On October 25, the Consumer Financial Protection Bureau (CFPB) released its "Project Catalyst Report: Promoting Consumer-Friendly Innovation." ("CFPB Report"). The CFPB Report reviews what the CFPB "has learned about a range of marketplace developments that may hold the potential for consumer benefits" impacting underserved consumers. Insurance companies may be able to address the same issues and provide similar benefits through innovation.
Consumer Saving
One issue the CFPB aims to understand is how to promote saving among consumers. In collaboration with the CFPB, American Express tested several strategies to encourage consumers to set money aside in a savings account, "including marketing via email or direct mail, with messages touting the benefits of saving, and a $10 financial incentive for meeting a savings goal of $150 within three months." Key findings of the program were: (i) simple methods of encouraging consumers to set aside funds were effective, (ii) offering even a small financial incentive for meeting a savings goal within a period of time increased savings by over 100 percent, and (iii) savings continued even after the program ended. These findings reflect that consumers can be encouraged to increase retirement saving. Encouragement could take the form of regular consumer engagement as well as a bonus or other incentive to consumers for incremental savings over time.
Cash Flow Management
The CFPB is also focusing on the challenge consumers face from
mismatches in the timing of cash flows due to uneven or unexpected
changes in their income and expenses. Several FinTech companies are
"developing various tools to help address this mismatch or
time lag between expenses and income." Innovations include
tools to: (i) facilitate access to accrued wages earlier than the
regular payday, (ii) smooth a consumer's income by allowing the
consumer to put aside earnings from above-average pay periods to
supplement earnings from below-average pay periods, and (iii)
deduct a portion of consumers' wages in order to apply the
funds to a consumer's recurring payments.
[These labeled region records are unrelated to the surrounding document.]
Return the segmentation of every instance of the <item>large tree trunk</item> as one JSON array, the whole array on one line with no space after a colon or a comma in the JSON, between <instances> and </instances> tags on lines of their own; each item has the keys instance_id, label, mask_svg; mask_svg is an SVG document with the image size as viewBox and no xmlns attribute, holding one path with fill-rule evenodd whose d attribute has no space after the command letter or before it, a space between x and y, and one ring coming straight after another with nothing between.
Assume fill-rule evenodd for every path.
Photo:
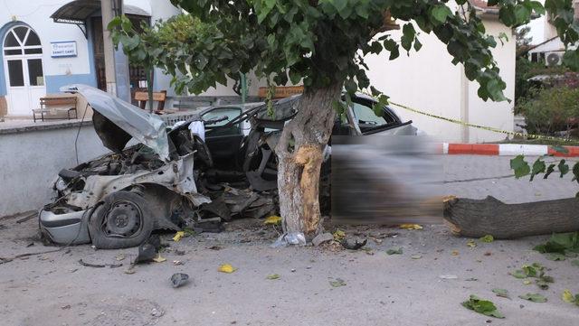
<instances>
[{"instance_id":1,"label":"large tree trunk","mask_svg":"<svg viewBox=\"0 0 579 326\"><path fill-rule=\"evenodd\" d=\"M322 151L331 135L342 83L306 89L296 116L281 133L276 147L280 210L286 233L311 238L319 228L319 170ZM292 141L293 140L293 144Z\"/></svg>"},{"instance_id":2,"label":"large tree trunk","mask_svg":"<svg viewBox=\"0 0 579 326\"><path fill-rule=\"evenodd\" d=\"M444 219L451 231L464 237L492 235L496 238L579 230L579 200L505 204L493 198L444 201Z\"/></svg>"}]
</instances>

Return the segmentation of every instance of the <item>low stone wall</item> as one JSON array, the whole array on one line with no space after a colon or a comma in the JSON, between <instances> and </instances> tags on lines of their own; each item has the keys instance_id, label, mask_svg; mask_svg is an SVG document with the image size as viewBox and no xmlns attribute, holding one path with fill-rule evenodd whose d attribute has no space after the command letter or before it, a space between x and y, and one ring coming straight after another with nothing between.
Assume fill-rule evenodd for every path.
<instances>
[{"instance_id":1,"label":"low stone wall","mask_svg":"<svg viewBox=\"0 0 579 326\"><path fill-rule=\"evenodd\" d=\"M160 116L169 126L191 116ZM108 152L90 120L0 123L0 217L41 209L52 201L59 171L76 166L77 154L83 163Z\"/></svg>"},{"instance_id":2,"label":"low stone wall","mask_svg":"<svg viewBox=\"0 0 579 326\"><path fill-rule=\"evenodd\" d=\"M58 121L0 129L0 216L38 210L51 201L59 171L77 165L77 133L80 163L108 152L91 122Z\"/></svg>"}]
</instances>

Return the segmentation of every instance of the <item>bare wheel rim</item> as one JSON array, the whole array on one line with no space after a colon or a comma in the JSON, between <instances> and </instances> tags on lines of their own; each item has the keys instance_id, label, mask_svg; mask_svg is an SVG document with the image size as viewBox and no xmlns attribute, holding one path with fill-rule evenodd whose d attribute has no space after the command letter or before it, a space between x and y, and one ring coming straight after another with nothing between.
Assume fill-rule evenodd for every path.
<instances>
[{"instance_id":1,"label":"bare wheel rim","mask_svg":"<svg viewBox=\"0 0 579 326\"><path fill-rule=\"evenodd\" d=\"M143 213L132 201L119 200L110 205L103 222L102 231L110 238L132 238L143 227Z\"/></svg>"}]
</instances>

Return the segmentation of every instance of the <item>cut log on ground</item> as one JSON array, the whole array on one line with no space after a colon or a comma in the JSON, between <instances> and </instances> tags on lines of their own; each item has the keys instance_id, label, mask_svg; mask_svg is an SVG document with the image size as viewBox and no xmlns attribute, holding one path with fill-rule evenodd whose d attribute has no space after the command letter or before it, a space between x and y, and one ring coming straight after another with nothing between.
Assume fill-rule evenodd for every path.
<instances>
[{"instance_id":1,"label":"cut log on ground","mask_svg":"<svg viewBox=\"0 0 579 326\"><path fill-rule=\"evenodd\" d=\"M579 200L506 204L494 197L444 200L444 221L458 236L515 238L579 230Z\"/></svg>"}]
</instances>

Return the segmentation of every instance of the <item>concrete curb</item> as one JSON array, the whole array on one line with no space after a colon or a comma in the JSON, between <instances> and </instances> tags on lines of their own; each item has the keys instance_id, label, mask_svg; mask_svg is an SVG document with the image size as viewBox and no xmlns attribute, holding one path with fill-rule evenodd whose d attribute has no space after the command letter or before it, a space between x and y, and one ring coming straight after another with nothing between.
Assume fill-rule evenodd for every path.
<instances>
[{"instance_id":1,"label":"concrete curb","mask_svg":"<svg viewBox=\"0 0 579 326\"><path fill-rule=\"evenodd\" d=\"M566 153L563 153L561 148L566 149ZM554 147L546 144L442 143L441 151L442 154L451 155L540 156L552 154L561 157L579 157L579 146Z\"/></svg>"}]
</instances>

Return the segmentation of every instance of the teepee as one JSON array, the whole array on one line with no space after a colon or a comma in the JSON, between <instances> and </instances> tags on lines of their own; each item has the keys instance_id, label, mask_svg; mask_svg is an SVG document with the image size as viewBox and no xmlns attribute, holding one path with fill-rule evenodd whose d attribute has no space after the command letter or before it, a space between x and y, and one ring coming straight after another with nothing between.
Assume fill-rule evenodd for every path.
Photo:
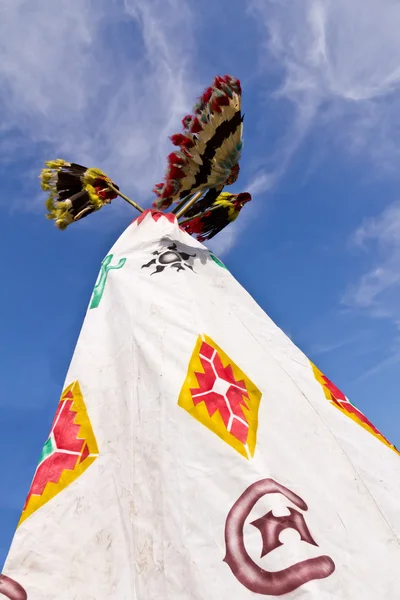
<instances>
[{"instance_id":1,"label":"teepee","mask_svg":"<svg viewBox=\"0 0 400 600\"><path fill-rule=\"evenodd\" d=\"M399 460L173 213L144 211L101 263L0 597L394 600Z\"/></svg>"}]
</instances>

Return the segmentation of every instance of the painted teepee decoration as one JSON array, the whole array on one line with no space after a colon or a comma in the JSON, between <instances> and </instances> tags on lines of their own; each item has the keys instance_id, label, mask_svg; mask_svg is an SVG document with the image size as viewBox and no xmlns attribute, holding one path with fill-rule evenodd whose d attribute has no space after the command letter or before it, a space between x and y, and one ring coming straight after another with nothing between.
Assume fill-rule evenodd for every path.
<instances>
[{"instance_id":1,"label":"painted teepee decoration","mask_svg":"<svg viewBox=\"0 0 400 600\"><path fill-rule=\"evenodd\" d=\"M225 192L190 192L203 231L146 210L100 265L0 597L397 598L399 452L195 239Z\"/></svg>"},{"instance_id":2,"label":"painted teepee decoration","mask_svg":"<svg viewBox=\"0 0 400 600\"><path fill-rule=\"evenodd\" d=\"M0 597L395 598L396 449L175 217L110 256Z\"/></svg>"}]
</instances>

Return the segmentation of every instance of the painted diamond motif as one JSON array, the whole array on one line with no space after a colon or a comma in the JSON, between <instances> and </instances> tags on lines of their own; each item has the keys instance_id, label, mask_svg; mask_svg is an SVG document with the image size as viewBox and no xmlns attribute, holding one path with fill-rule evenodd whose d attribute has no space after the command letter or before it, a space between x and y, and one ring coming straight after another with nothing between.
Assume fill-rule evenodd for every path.
<instances>
[{"instance_id":1,"label":"painted diamond motif","mask_svg":"<svg viewBox=\"0 0 400 600\"><path fill-rule=\"evenodd\" d=\"M178 404L242 454L254 455L261 392L207 336L199 336Z\"/></svg>"},{"instance_id":2,"label":"painted diamond motif","mask_svg":"<svg viewBox=\"0 0 400 600\"><path fill-rule=\"evenodd\" d=\"M61 395L19 525L75 481L98 455L85 402L75 381Z\"/></svg>"}]
</instances>

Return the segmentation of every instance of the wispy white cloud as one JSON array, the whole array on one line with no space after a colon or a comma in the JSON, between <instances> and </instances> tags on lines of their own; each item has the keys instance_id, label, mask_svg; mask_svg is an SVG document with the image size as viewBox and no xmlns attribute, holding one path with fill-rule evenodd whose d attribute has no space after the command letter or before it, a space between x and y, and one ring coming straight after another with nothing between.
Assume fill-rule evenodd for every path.
<instances>
[{"instance_id":1,"label":"wispy white cloud","mask_svg":"<svg viewBox=\"0 0 400 600\"><path fill-rule=\"evenodd\" d=\"M3 151L37 144L150 199L193 101L189 2L15 0L0 24Z\"/></svg>"},{"instance_id":2,"label":"wispy white cloud","mask_svg":"<svg viewBox=\"0 0 400 600\"><path fill-rule=\"evenodd\" d=\"M400 202L365 220L352 244L373 250L372 266L347 289L343 303L400 325ZM372 253L370 253L372 254Z\"/></svg>"},{"instance_id":3,"label":"wispy white cloud","mask_svg":"<svg viewBox=\"0 0 400 600\"><path fill-rule=\"evenodd\" d=\"M398 164L400 4L393 0L251 0L263 28L261 55L284 80L277 97L294 107L284 155L312 124L376 166Z\"/></svg>"}]
</instances>

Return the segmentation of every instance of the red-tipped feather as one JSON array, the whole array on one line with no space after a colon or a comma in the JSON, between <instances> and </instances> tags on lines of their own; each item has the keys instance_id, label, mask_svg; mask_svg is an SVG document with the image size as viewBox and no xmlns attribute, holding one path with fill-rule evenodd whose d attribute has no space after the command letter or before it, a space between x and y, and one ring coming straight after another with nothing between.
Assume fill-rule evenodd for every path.
<instances>
[{"instance_id":1,"label":"red-tipped feather","mask_svg":"<svg viewBox=\"0 0 400 600\"><path fill-rule=\"evenodd\" d=\"M192 125L190 127L191 133L199 133L202 130L202 126L197 117L195 117L192 121Z\"/></svg>"},{"instance_id":2,"label":"red-tipped feather","mask_svg":"<svg viewBox=\"0 0 400 600\"><path fill-rule=\"evenodd\" d=\"M168 155L168 162L170 165L181 167L185 164L186 159L183 156L178 156L176 152L171 152L171 154Z\"/></svg>"},{"instance_id":3,"label":"red-tipped feather","mask_svg":"<svg viewBox=\"0 0 400 600\"><path fill-rule=\"evenodd\" d=\"M204 104L206 104L207 102L210 101L212 93L213 93L212 87L209 87L205 90L205 92L203 93L203 95L201 97L201 100L202 100L202 102L204 102Z\"/></svg>"},{"instance_id":4,"label":"red-tipped feather","mask_svg":"<svg viewBox=\"0 0 400 600\"><path fill-rule=\"evenodd\" d=\"M192 121L193 121L192 115L186 115L186 117L183 117L183 119L182 119L182 125L183 125L184 129L189 129L190 123Z\"/></svg>"},{"instance_id":5,"label":"red-tipped feather","mask_svg":"<svg viewBox=\"0 0 400 600\"><path fill-rule=\"evenodd\" d=\"M171 182L166 183L165 187L162 191L161 197L169 198L170 196L172 196L172 194L175 193L175 189L176 189L176 186L173 185Z\"/></svg>"},{"instance_id":6,"label":"red-tipped feather","mask_svg":"<svg viewBox=\"0 0 400 600\"><path fill-rule=\"evenodd\" d=\"M171 165L168 171L168 179L183 179L185 173L179 167Z\"/></svg>"},{"instance_id":7,"label":"red-tipped feather","mask_svg":"<svg viewBox=\"0 0 400 600\"><path fill-rule=\"evenodd\" d=\"M183 135L183 133L175 133L169 139L174 146L182 146L182 148L191 148L194 146L194 141L187 137L187 135Z\"/></svg>"}]
</instances>

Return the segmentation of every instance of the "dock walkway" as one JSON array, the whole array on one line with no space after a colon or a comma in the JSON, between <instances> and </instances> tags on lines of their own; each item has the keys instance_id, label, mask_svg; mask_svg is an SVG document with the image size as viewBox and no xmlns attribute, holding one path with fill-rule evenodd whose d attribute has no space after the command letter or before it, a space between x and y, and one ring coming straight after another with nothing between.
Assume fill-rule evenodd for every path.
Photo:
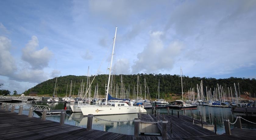
<instances>
[{"instance_id":1,"label":"dock walkway","mask_svg":"<svg viewBox=\"0 0 256 140\"><path fill-rule=\"evenodd\" d=\"M154 114L141 114L140 120L145 122L158 122L161 125L160 120L162 120L162 114L158 115L155 117ZM192 119L189 117L180 115L178 117L176 115L164 114L165 120L168 121L167 124L167 132L168 138L170 139L254 139L256 136L256 130L247 129L235 128L231 130L231 135L216 135L215 133L196 124L193 124ZM158 120L159 119L159 120ZM160 122L159 122L160 121ZM172 131L171 131L170 122L172 122ZM195 124L201 124L199 120L194 119ZM209 124L203 122L204 124Z\"/></svg>"}]
</instances>

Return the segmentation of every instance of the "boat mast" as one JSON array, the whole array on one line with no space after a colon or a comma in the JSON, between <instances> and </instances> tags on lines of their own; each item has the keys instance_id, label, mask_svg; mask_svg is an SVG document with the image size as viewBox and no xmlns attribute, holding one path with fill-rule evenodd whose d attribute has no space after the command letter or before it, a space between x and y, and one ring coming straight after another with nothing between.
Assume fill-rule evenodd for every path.
<instances>
[{"instance_id":1,"label":"boat mast","mask_svg":"<svg viewBox=\"0 0 256 140\"><path fill-rule=\"evenodd\" d=\"M182 71L181 70L181 67L180 67L180 77L181 77L181 94L182 94L182 101L183 101L183 87L182 86Z\"/></svg>"},{"instance_id":2,"label":"boat mast","mask_svg":"<svg viewBox=\"0 0 256 140\"><path fill-rule=\"evenodd\" d=\"M108 68L109 70L109 74L108 75L108 87L107 89L107 94L106 95L106 103L105 105L107 104L108 96L108 90L109 89L109 82L110 81L110 75L111 74L111 68L112 67L112 63L113 61L113 56L114 55L114 50L115 49L115 43L116 42L116 31L117 30L117 27L116 27L116 33L115 33L115 37L114 38L114 43L113 44L113 49L112 50L112 53L111 54L111 61L110 63L110 66Z\"/></svg>"},{"instance_id":3,"label":"boat mast","mask_svg":"<svg viewBox=\"0 0 256 140\"><path fill-rule=\"evenodd\" d=\"M54 97L54 95L55 95L55 88L56 88L56 83L57 82L57 78L58 78L58 77L56 77L56 81L55 81L55 86L54 87L54 91L53 92L53 97Z\"/></svg>"}]
</instances>

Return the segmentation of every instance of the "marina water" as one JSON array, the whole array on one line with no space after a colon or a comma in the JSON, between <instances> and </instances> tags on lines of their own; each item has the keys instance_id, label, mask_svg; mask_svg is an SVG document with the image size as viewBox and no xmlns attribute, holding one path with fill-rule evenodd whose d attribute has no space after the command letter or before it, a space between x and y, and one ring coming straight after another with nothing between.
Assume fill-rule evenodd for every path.
<instances>
[{"instance_id":1,"label":"marina water","mask_svg":"<svg viewBox=\"0 0 256 140\"><path fill-rule=\"evenodd\" d=\"M64 107L63 103L33 103L37 105L42 105L48 106L51 108L51 110L62 109ZM67 104L68 108L69 104ZM232 114L230 108L213 107L208 106L198 106L197 109L192 110L192 112L194 114L194 117L195 119L200 120L199 111L203 118L203 120L210 124L214 124L210 119L210 114L211 114L212 119L215 118L217 121L217 132L218 134L222 134L225 132L225 129L223 122L223 120L228 119L230 122L233 123L235 121L236 116ZM147 110L147 113L151 114L151 109ZM174 115L177 115L179 110L173 110ZM18 112L18 110L16 110ZM159 112L160 114L167 114L168 113L167 109L156 109L157 113ZM185 114L186 116L191 117L191 110L185 110ZM183 110L179 110L180 115L184 115ZM169 110L169 113L171 114L171 110ZM28 114L28 111L23 110L23 114L25 115ZM87 124L87 118L84 117L81 113L68 114L69 115L66 115L65 117L65 124L72 125L86 128ZM41 117L39 114L34 113L33 117ZM52 115L48 116L46 119L53 121L59 122L60 116ZM111 115L102 116L96 116L94 117L93 120L92 129L94 129L107 131L108 132L117 133L120 134L128 135L133 135L134 133L134 123L132 120L134 118L137 118L137 114L131 114L122 115ZM256 125L248 123L241 120L242 125L243 128L248 129L256 129ZM122 121L122 122L117 122ZM124 122L123 122L124 121ZM256 121L252 120L252 121ZM230 124L230 128L233 128L236 126L236 124ZM174 131L175 131L174 130Z\"/></svg>"}]
</instances>

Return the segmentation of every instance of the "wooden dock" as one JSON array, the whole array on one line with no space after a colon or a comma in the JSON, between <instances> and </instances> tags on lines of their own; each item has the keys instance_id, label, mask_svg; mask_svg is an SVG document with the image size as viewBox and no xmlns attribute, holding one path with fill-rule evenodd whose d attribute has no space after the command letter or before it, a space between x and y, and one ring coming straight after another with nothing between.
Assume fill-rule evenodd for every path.
<instances>
[{"instance_id":1,"label":"wooden dock","mask_svg":"<svg viewBox=\"0 0 256 140\"><path fill-rule=\"evenodd\" d=\"M157 117L157 115L158 115ZM163 120L168 121L167 126L167 133L169 139L254 139L256 136L256 130L247 129L240 129L235 128L231 130L231 135L224 134L222 135L215 134L214 132L207 129L203 128L201 125L197 124L201 124L200 120L194 120L193 124L191 117L184 115L180 115L178 117L177 115L164 114L157 114L155 117L154 114L149 115L141 114L140 117L143 121L149 122L160 121L157 125L160 130L162 123L161 121ZM172 128L171 128L171 122ZM209 124L203 122L205 125Z\"/></svg>"},{"instance_id":2,"label":"wooden dock","mask_svg":"<svg viewBox=\"0 0 256 140\"><path fill-rule=\"evenodd\" d=\"M256 107L232 107L232 114L247 117L256 117Z\"/></svg>"}]
</instances>

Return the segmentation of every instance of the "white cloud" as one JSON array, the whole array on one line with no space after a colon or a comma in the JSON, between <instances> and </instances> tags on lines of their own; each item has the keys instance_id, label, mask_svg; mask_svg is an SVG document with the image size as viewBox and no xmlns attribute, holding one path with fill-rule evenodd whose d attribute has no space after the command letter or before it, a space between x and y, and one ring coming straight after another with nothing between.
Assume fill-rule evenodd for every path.
<instances>
[{"instance_id":1,"label":"white cloud","mask_svg":"<svg viewBox=\"0 0 256 140\"><path fill-rule=\"evenodd\" d=\"M150 42L142 52L138 54L138 60L132 66L133 73L157 73L172 68L176 57L181 53L183 45L175 42L165 45L161 37L163 34L160 31L150 33Z\"/></svg>"},{"instance_id":2,"label":"white cloud","mask_svg":"<svg viewBox=\"0 0 256 140\"><path fill-rule=\"evenodd\" d=\"M128 59L121 59L116 61L113 68L115 74L129 74L131 73L130 64Z\"/></svg>"},{"instance_id":3,"label":"white cloud","mask_svg":"<svg viewBox=\"0 0 256 140\"><path fill-rule=\"evenodd\" d=\"M16 69L15 60L10 53L11 40L7 37L0 36L0 75L8 76Z\"/></svg>"},{"instance_id":4,"label":"white cloud","mask_svg":"<svg viewBox=\"0 0 256 140\"><path fill-rule=\"evenodd\" d=\"M33 36L31 40L22 49L22 59L30 64L33 69L41 69L47 67L53 55L47 47L37 50L38 47L37 38Z\"/></svg>"},{"instance_id":5,"label":"white cloud","mask_svg":"<svg viewBox=\"0 0 256 140\"><path fill-rule=\"evenodd\" d=\"M51 76L52 77L54 78L56 77L59 77L60 74L60 71L59 70L55 69L52 72L52 74Z\"/></svg>"},{"instance_id":6,"label":"white cloud","mask_svg":"<svg viewBox=\"0 0 256 140\"><path fill-rule=\"evenodd\" d=\"M93 57L92 55L92 52L91 52L89 50L87 50L85 52L85 54L82 55L83 58L85 60L91 60L92 59Z\"/></svg>"}]
</instances>

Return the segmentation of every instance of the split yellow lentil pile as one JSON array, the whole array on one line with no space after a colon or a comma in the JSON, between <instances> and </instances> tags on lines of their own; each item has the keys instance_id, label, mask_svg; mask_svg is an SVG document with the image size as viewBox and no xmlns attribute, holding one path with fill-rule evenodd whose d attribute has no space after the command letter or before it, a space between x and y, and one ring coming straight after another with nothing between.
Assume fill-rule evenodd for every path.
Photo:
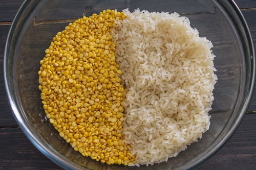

While these cash
management tools focus on income from earnings, similar tools may
be effective for retirement income planning by allowing retirees to
match the timing of expenses due with income from their retirement
products.
The CFPB Report reflects opportunities for insurance companies to
develop tools and products that encourage retirement savings and
help retirees take income from their retirement assets in a manner
that matches their expense patterns.